Kardec argumenta que se trata de uma obsessão coletiva, que abateu-se na localidade "uma nuvem de espíritos malfazejos", da mesma forma que já aconteceu em outros lugares. As vítimas têm sensibilidade mediúnica e "o eu do espírito estranho neutraliza momentaneamente o eu pessoal".


Figura 4: Mesmerismo
O codificador entende que "os espíritos curadores e consoladores, atraídos pelo fluidos simpáticos, substituirão a maliga e cruel influência que desola aquela população." Ele cita a correspondência do Sr. A..., de Moscou, que passou por problemas semelhante em suas terras e que tratou dos obsediados com "imposição de mãos" e "fervorosa prece".

Estes artigos de Kardec, ao lado dos que discutem a chamada "loucura espírita" são as bases de muitos dos trabalhos e terapêuticas que dispensamos hoje a médiuns, doentes mentais e pessoas em sofrimento psíquico que procuram os centros espíritas.
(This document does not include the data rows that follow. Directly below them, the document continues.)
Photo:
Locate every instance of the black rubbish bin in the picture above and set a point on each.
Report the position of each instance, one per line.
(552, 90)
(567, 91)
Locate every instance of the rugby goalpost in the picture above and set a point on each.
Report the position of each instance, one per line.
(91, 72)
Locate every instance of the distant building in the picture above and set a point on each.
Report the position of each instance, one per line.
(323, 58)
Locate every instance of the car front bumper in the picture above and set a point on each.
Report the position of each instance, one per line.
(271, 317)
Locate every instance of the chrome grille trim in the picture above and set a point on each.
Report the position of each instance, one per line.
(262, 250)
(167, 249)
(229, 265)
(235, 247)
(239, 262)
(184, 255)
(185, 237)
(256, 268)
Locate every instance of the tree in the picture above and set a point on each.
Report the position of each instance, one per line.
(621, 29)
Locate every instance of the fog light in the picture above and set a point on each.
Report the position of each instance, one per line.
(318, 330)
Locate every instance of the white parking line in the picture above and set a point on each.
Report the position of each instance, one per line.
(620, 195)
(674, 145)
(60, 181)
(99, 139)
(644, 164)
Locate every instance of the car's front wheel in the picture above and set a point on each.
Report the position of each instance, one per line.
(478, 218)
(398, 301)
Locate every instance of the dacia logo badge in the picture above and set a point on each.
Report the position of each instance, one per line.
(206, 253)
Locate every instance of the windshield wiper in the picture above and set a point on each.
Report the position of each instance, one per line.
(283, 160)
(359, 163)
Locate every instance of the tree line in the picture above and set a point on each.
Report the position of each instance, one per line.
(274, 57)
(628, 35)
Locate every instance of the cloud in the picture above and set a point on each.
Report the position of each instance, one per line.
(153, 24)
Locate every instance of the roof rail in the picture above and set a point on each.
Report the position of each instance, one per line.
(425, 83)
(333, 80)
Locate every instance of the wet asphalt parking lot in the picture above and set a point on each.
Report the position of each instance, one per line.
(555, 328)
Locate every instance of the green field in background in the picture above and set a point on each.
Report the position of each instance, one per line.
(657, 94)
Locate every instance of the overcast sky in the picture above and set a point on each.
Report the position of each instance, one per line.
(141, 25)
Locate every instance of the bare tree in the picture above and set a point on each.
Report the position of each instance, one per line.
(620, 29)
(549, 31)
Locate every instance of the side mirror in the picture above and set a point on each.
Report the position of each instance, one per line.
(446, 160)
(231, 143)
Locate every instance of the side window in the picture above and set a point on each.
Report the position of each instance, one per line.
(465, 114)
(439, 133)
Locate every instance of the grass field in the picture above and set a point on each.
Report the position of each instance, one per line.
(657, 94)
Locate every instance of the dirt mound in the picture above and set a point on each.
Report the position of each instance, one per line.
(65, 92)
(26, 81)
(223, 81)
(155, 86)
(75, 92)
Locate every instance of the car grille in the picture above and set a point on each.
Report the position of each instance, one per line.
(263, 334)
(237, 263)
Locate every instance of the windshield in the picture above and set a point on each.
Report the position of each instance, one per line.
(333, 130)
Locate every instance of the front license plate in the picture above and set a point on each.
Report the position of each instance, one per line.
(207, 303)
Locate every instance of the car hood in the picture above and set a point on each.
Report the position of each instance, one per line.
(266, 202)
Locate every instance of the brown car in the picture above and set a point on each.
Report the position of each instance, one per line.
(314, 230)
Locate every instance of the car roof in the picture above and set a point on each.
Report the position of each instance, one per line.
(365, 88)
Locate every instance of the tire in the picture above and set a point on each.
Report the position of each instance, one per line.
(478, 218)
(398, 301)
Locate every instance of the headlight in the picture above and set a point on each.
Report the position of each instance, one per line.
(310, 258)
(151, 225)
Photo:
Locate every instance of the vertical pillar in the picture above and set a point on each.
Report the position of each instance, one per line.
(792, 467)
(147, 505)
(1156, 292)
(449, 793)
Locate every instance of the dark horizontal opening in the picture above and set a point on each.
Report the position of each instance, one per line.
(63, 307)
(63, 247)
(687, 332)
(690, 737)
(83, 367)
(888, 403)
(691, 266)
Um olhar espírita do século XXI, já distante no tempo, seguramente manteria a análise do codificador: há indícios de mediunidade e obsessão nestes fenômenos. Isto não significa que, em um fenômeno coletivo como este, também não pudesse haver epilépticos (que infelizmente foram asilados), histéricos ou simplesmente neuróticos impressionáveis e pessoas que viveram uma situação de estresse e de desenraizamento, devido à mudança de pátria e à intervenção repressora cultural das autoridades francesas. Junte-se tudo isto e temos uma explicação plausível para as proporções e temporalidade das pretensas possessões de Morzine.